WASHINGTON (Reuters) - The Trump administration on Wednesday told U.S. government agencies to remove Kaspersky Lab products from their networks, saying it was concerned the Moscow-based cyber security firm was vulnerable to Kremlin influence and that using its anti-virus software could jeopardize national security.
In a statement, Kaspersky Lab rejected the allegations, as it has done repeatedly in recent months, and said its critics were misinterpreting Russian data-sharing laws that only applied to communications services.
The Department of Homeland Security (DHS) issued a directive to federal agencies ordering them to identify Kaspersky products on their information systems within 30 days and begin to discontinue their use within 90 days.

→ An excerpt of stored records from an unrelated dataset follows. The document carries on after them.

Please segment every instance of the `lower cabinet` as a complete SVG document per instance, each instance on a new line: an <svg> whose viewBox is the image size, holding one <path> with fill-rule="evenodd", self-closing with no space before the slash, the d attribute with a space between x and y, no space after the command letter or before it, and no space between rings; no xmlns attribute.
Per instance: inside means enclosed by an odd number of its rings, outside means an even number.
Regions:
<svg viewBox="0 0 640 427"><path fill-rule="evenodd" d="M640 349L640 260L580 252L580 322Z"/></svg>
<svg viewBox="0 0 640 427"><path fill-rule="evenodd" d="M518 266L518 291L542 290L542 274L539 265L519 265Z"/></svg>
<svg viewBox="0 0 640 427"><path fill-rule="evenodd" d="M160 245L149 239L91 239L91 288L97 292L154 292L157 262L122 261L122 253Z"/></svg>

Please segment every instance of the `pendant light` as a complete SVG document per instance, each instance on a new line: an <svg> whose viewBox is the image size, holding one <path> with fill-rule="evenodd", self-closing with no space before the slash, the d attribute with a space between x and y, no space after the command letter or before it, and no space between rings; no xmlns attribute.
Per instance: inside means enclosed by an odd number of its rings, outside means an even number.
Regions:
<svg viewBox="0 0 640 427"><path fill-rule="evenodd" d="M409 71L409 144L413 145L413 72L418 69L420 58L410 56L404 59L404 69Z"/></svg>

The order applies only to civilian government agencies and not the Pentagon, but U.S. intelligence leaders said earlier this year that Kaspersky was already generally not allowed on military networks.

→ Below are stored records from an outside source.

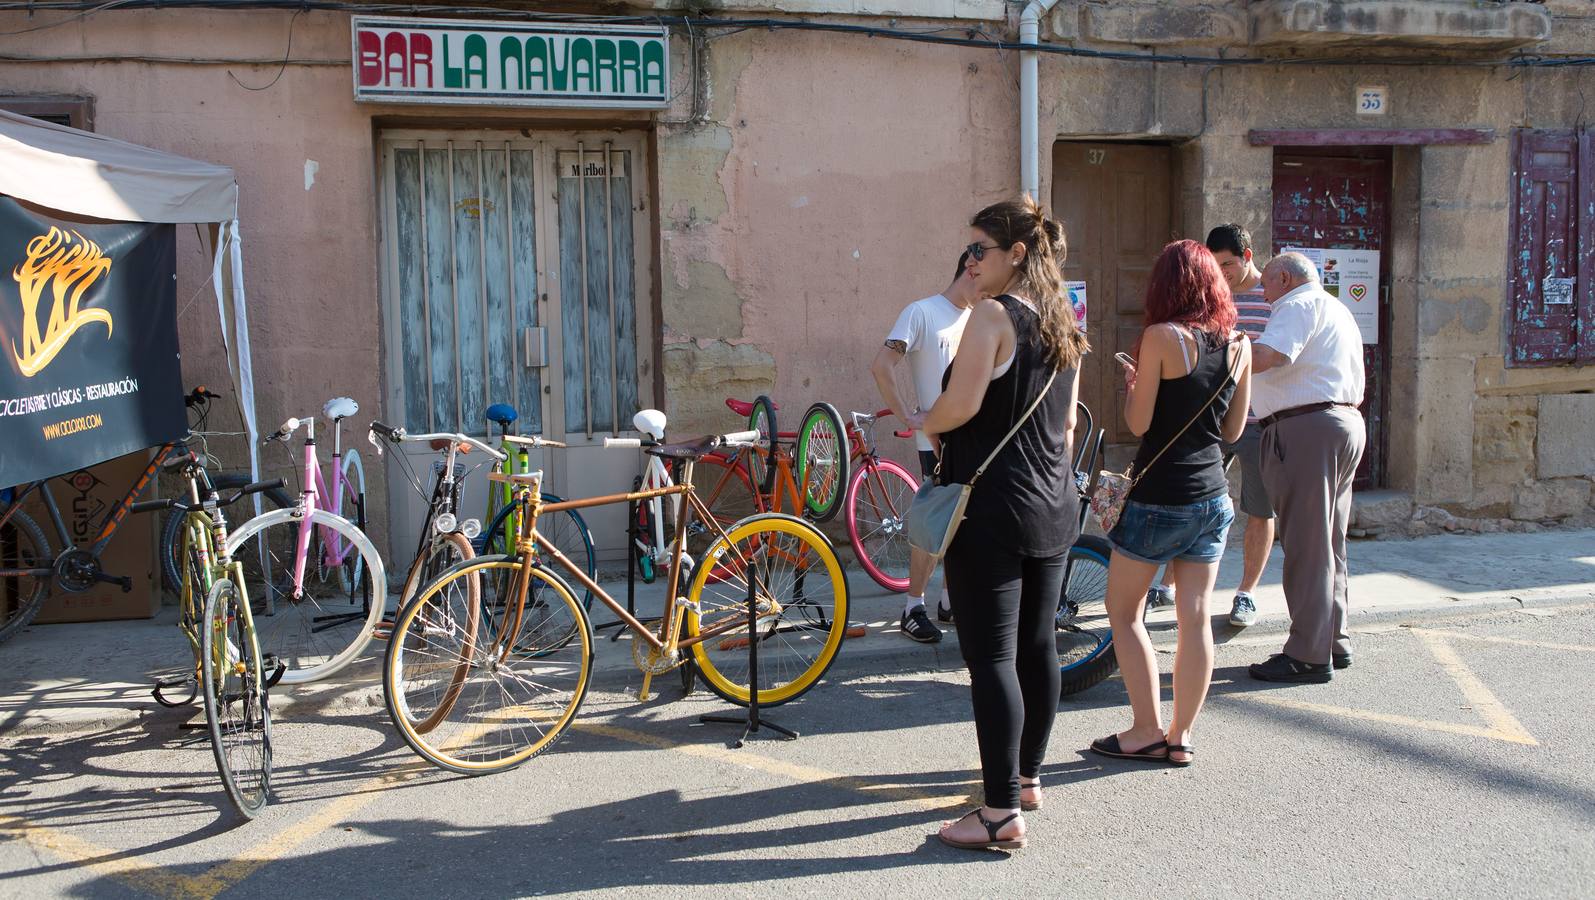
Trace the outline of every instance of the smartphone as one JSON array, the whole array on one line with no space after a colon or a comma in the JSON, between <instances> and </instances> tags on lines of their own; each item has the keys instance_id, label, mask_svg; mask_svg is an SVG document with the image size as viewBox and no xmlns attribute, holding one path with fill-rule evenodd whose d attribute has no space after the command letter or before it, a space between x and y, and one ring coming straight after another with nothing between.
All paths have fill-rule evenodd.
<instances>
[{"instance_id":1,"label":"smartphone","mask_svg":"<svg viewBox=\"0 0 1595 900\"><path fill-rule=\"evenodd\" d=\"M1113 358L1118 360L1123 365L1129 366L1132 369L1135 368L1135 357L1128 353L1115 353L1113 354Z\"/></svg>"}]
</instances>

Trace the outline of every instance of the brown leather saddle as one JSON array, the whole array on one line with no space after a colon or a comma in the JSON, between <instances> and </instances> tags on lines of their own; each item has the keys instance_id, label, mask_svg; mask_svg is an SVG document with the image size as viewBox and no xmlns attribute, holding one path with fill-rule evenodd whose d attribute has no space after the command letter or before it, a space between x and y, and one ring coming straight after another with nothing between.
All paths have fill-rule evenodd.
<instances>
[{"instance_id":1,"label":"brown leather saddle","mask_svg":"<svg viewBox=\"0 0 1595 900\"><path fill-rule=\"evenodd\" d=\"M650 456L661 459L690 459L697 461L708 456L719 446L719 437L706 434L695 441L681 441L675 444L659 444L649 447L646 452Z\"/></svg>"}]
</instances>

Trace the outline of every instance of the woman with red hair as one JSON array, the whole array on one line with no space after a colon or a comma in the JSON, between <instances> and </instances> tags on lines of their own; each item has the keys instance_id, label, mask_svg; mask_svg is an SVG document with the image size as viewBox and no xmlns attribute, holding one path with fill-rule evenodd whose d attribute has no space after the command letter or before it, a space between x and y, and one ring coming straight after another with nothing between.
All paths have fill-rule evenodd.
<instances>
[{"instance_id":1,"label":"woman with red hair","mask_svg":"<svg viewBox=\"0 0 1595 900\"><path fill-rule=\"evenodd\" d=\"M1134 721L1093 741L1103 756L1191 764L1191 728L1213 679L1208 598L1235 512L1221 442L1246 426L1251 345L1235 333L1235 303L1218 262L1196 241L1163 248L1146 290L1145 330L1136 362L1125 364L1124 418L1141 437L1130 491L1108 534L1108 620ZM1141 622L1146 590L1160 566L1174 581L1179 644L1174 718L1159 702L1157 657Z\"/></svg>"}]
</instances>

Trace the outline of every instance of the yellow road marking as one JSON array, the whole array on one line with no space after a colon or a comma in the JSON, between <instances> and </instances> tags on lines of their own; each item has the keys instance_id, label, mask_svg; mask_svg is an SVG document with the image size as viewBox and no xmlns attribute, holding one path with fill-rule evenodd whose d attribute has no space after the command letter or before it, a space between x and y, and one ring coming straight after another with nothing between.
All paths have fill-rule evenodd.
<instances>
[{"instance_id":1,"label":"yellow road marking","mask_svg":"<svg viewBox=\"0 0 1595 900\"><path fill-rule=\"evenodd\" d=\"M1505 741L1509 744L1524 744L1530 747L1539 746L1540 742L1535 740L1534 736L1529 734L1528 730L1507 710L1506 704L1497 699L1495 694L1485 687L1484 682L1479 680L1479 676L1473 674L1473 670L1462 662L1462 657L1457 655L1456 648L1446 643L1446 639L1451 635L1418 628L1409 630L1414 637L1428 648L1435 661L1440 663L1441 670L1450 676L1452 681L1456 682L1457 688L1462 691L1462 696L1468 701L1470 707L1484 720L1484 725L1440 722L1434 719L1419 719L1413 716L1372 712L1366 709L1354 709L1349 706L1311 703L1306 700L1292 700L1284 697L1270 697L1264 694L1227 694L1226 696L1301 712L1338 716L1343 719L1380 722L1385 725L1400 725L1406 728L1439 731L1446 734L1465 734L1469 737Z\"/></svg>"},{"instance_id":2,"label":"yellow road marking","mask_svg":"<svg viewBox=\"0 0 1595 900\"><path fill-rule=\"evenodd\" d=\"M70 834L33 825L14 816L0 816L0 835L25 841L37 849L77 863L96 875L114 878L129 887L157 897L208 900L227 887L218 883L208 873L198 876L179 875L153 863L136 859L126 851L99 847Z\"/></svg>"},{"instance_id":3,"label":"yellow road marking","mask_svg":"<svg viewBox=\"0 0 1595 900\"><path fill-rule=\"evenodd\" d=\"M1542 650L1568 650L1575 653L1595 653L1587 644L1557 644L1551 641L1529 641L1523 638L1493 637L1487 634L1469 634L1465 631L1435 631L1432 628L1409 628L1413 634L1431 634L1446 640L1481 641L1487 644L1509 644L1515 647L1537 647Z\"/></svg>"}]
</instances>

In a statement accompanying its directive, DHS said it was “concerned about the ties between certain Kaspersky officials and Russian intelligence and other government agencies, and requirements under Russian law that allow Russian intelligence agencies to request or compel assistance from Kaspersky and to intercept communications transiting Russian networks.”
It continued: “The risk that the Russian government, whether acting on its own or in collaboration with Kaspersky, could capitalize on access provided by Kaspersky products to compromise federal information and information systems directly implicates U.S. national security.”

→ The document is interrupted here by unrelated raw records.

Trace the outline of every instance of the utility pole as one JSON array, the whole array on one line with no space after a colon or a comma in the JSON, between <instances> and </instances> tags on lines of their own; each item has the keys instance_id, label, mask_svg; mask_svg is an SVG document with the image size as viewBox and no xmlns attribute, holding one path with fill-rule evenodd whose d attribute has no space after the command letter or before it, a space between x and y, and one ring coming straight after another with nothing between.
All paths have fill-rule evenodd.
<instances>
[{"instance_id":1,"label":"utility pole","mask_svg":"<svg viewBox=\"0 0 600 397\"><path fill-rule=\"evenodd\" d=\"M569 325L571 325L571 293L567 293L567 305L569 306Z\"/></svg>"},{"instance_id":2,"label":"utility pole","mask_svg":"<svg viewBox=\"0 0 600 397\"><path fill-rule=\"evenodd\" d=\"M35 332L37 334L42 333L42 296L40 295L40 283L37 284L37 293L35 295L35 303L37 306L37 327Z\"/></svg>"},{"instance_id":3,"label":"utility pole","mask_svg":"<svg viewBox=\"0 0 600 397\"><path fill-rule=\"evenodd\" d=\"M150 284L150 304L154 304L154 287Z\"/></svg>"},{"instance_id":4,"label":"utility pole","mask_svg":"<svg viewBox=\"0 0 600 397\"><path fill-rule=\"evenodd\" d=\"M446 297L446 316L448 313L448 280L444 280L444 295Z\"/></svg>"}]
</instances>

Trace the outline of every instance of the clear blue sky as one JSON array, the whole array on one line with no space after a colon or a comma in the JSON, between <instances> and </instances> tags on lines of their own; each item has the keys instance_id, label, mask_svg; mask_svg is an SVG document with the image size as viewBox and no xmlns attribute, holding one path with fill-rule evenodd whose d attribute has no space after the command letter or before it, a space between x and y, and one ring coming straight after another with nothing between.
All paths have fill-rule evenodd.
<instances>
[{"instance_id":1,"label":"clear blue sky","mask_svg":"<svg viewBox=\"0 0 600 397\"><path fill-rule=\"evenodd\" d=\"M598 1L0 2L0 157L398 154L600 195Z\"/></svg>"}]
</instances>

Kaspersky Lab has repeatedly denied that it has ties to any government and said it would not help a government with cyber espionage.
However, the company has not been able to shake off the allegations. Last week, Best Buy Co (BBY.N), the No.1 U.S. electronics retailer, said it was pulling Kaspersky Lab’s cyber security products from its shelves and website.
Rob Joyce, the White House cyber security coordinator, said Wednesday at the Billington CyberSecurity Summit that the Trump administration made a “risk-based decision” to order Kaspersky Lab’s products removed from federal agencies.
Asked by Reuters whether there was a smoking gun showing Kaspersky Lab had provided intelligence to the Russian government, Joyce replied: ”As we evaluated the technology, we decided it was a risk we couldn’t accept.”
Some cyber security experts have warned that blacklisting Kaspersky Lab could prompt a retaliation from Russian President Vladimir Putin. Joyce said those concerns were a factor but that a “tough decision” ultimately had to be made to protect government systems.
Eugene Kaspersky, the company’s co-founder and chief executive, attended a KGB school, and the company has acknowledged doing work for the Russian intelligence agency known as the FSB. But he has adamantly denied charges his company conducts espionage on behalf of the Russian government. Full story at Reuters.
Our perspective: This is seemingly a "tough one". However, often solutions to problems become their own problem. When governments start to exclude commerical products because they might have been compromised or are owned by the "wrong people" whoever they may be, it's the start of a slippery slope. It is also probably going to be one of these decisions with unintended consequences. Unfortunately, this is not one of those decisions based on fact, but more of opinion. Not an entirely rational way to come to a conclusion.